Drive itself is a film, of course, and its structure and plot, which resemble a fairy-tale in construction, abet the Driver’s actions, although not uncritically. He is not hounded by the police, after the first scene; reality does not intrude on the fable that he crafts for himself. He does not “get the girl,” so to speak, and the chastity of his relationship with Irene undercuts an assumption about hyper-masculine virility that is otherwise pervasive in works dealing with masculinity. Thus the archetype that the movies, in a sense, plays into, is not portrayed as glamorous, nor indeed desirable. The Driver explicitly says that his relationship with Irene was the best part of his life; it is this relationship that underpins and, in a sense, causes the film. If the Driver is noble he is so because of what he fights for, not that he fights nor how he fights. So does the fact that Drive permits the disjunction to exist undisturbed, in a sense, enforce it? Is Drive a paean to the 80s action archetype, suggesting only that it needs to be buttressed by a fairytale morality, or is the implication that it is only with the logic of a fairytale that the archetype can have reason? These questions are posed by the film, I think, but not answered by it. The answers depend on the extent to which the audience understands the Driver, and indeed the sense in which he can really be understood.

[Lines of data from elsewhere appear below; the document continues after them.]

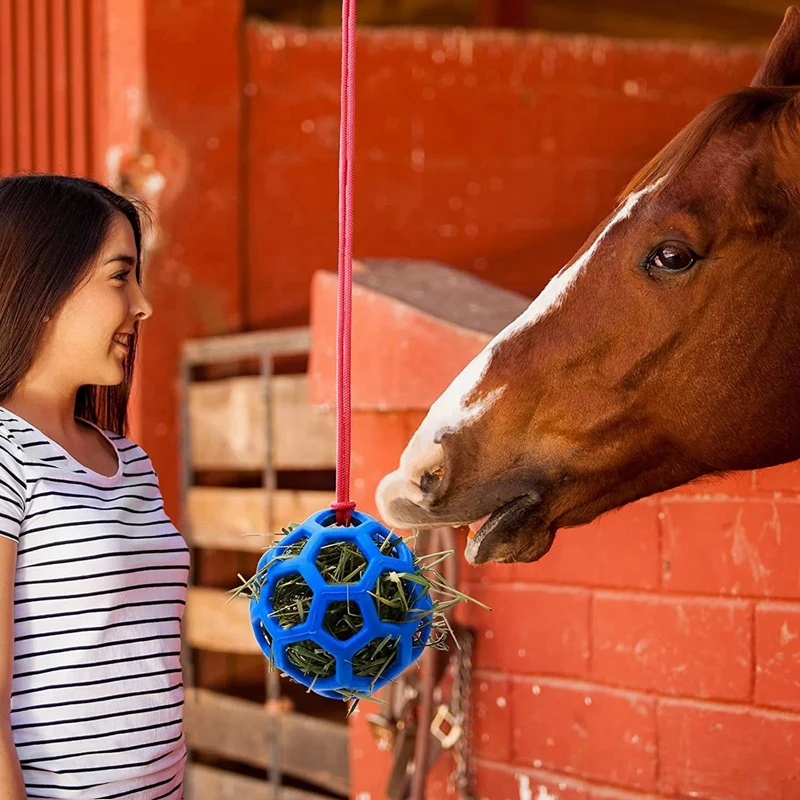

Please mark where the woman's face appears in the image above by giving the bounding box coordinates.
[34,215,153,389]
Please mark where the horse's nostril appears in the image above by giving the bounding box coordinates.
[419,469,443,494]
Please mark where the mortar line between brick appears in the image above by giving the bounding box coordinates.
[750,603,758,703]
[482,668,800,722]
[653,697,661,794]
[473,756,660,800]
[586,592,594,677]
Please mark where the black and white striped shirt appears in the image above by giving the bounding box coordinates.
[0,408,189,800]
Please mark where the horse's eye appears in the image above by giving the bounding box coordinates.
[647,242,699,272]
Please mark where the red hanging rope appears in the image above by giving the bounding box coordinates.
[331,0,356,525]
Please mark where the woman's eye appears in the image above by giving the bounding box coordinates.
[646,242,700,272]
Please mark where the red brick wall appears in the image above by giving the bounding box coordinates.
[272,29,800,800]
[456,465,800,800]
[244,22,760,327]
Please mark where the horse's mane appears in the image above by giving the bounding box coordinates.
[621,86,798,198]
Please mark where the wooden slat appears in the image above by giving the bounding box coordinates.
[189,375,336,470]
[183,328,311,364]
[184,764,330,800]
[184,689,350,795]
[270,375,336,469]
[184,586,261,654]
[187,486,272,552]
[187,486,334,553]
[272,490,336,530]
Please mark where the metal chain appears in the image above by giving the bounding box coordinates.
[450,628,474,800]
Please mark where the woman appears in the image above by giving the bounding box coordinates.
[0,175,189,800]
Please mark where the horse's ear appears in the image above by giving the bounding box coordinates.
[750,6,800,86]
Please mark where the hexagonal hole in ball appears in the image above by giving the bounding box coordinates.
[271,573,314,629]
[286,639,336,678]
[316,541,367,584]
[353,636,400,678]
[324,600,364,642]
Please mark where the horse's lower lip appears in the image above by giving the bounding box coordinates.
[465,495,555,564]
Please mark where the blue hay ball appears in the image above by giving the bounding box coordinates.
[250,509,433,699]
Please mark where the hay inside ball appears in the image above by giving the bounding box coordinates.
[236,510,482,701]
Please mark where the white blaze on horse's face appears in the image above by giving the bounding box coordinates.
[377,178,664,524]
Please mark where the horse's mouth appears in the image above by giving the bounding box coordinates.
[465,495,556,564]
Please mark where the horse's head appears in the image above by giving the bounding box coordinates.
[377,9,800,563]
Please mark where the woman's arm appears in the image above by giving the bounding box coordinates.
[0,536,25,800]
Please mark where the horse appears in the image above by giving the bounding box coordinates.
[376,7,800,564]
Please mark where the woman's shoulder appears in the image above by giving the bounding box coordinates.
[103,430,153,474]
[0,413,30,466]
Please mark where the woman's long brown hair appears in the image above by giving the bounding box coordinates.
[0,175,148,435]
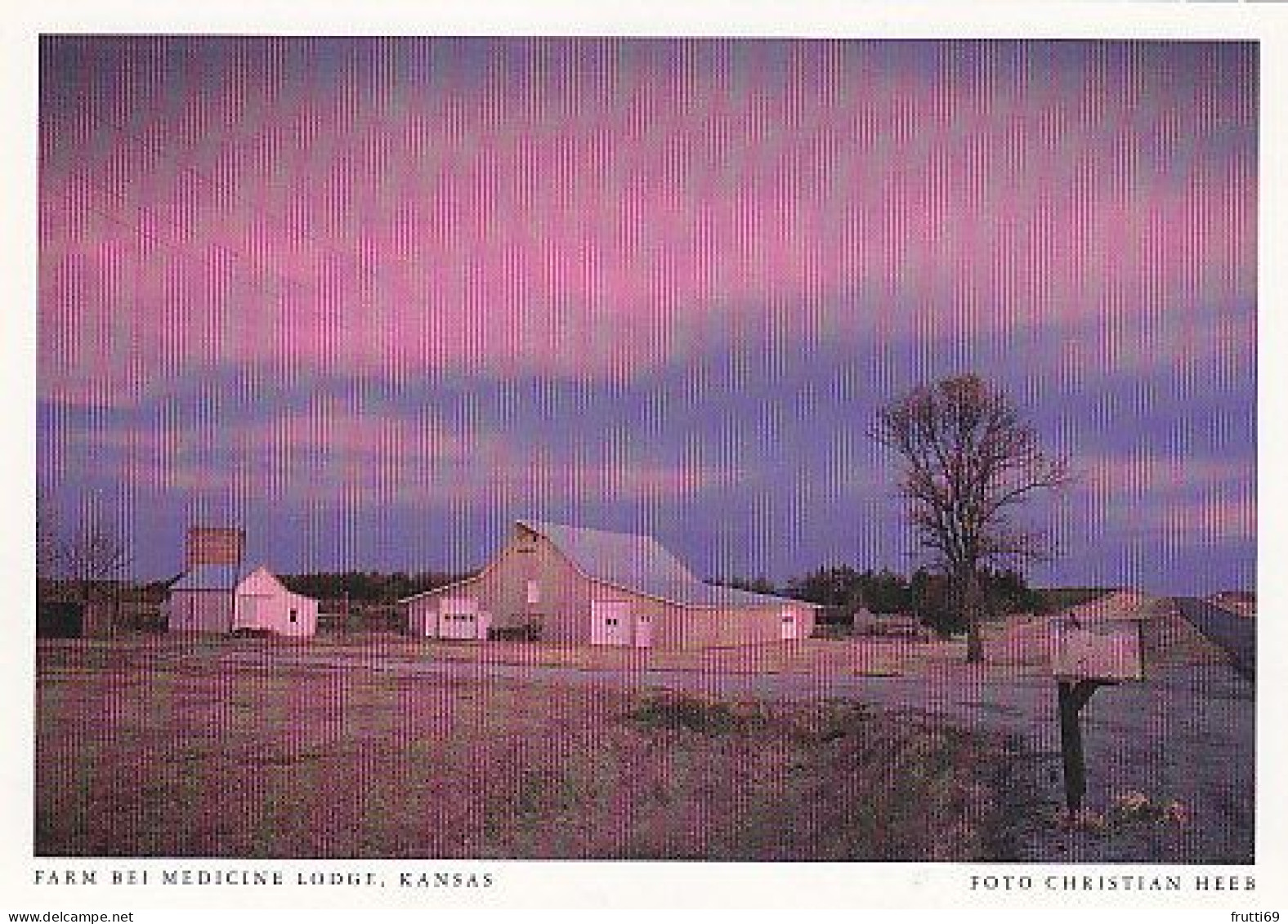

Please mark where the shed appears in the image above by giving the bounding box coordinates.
[165,565,241,632]
[232,566,318,637]
[402,520,818,649]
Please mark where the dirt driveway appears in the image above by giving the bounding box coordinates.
[38,618,1256,864]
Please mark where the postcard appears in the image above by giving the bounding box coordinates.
[2,4,1286,920]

The best encapsulation of the character of the Driver in this sense I can give is in one of the most memorable scenes in the film, in which the Driver shares a long kiss with Irene before beating the man standing next to him, an assassin sent by Nino, to death. In this scene all of the themes of the film are incorporated; the Driver’s kiss, which is at once the apex and the closing to his relationship with Irene and, correspondingly, his “chivalric life” is contrasted with the true beginning of his active violence. He makes the move easily, without hesitation or regard for Irene’ presence. He is not embarrassed by the leap; perhaps he is not even cognizant of it. His escape from the film, in the final scene, marks his egress from both worlds – he leaves Los Angeles, the city of film and narrative, which no longer holds any enemies for him to conquer, and he leaves Irene, which leaves him nothing left to fight for in any case. This sacrifice is decidedly romantic, but it strikes one at the same time as profoundly masculine. This is who the Driver is, and aspires to be, both “a real human being” and “a real hero.”


Michael Bruner


Bibliography


Campbell, Joseph. The Hero With a Thousand Faces. New World Library, 2008.
Faludi, Susan. Stiffed:The Betrayal of Modern Man. Vintage, 2000.
First Blood. Dir. Ted Kotcheff. Perf. Sylvester Stallone. Orion Pictures, 1982. Film.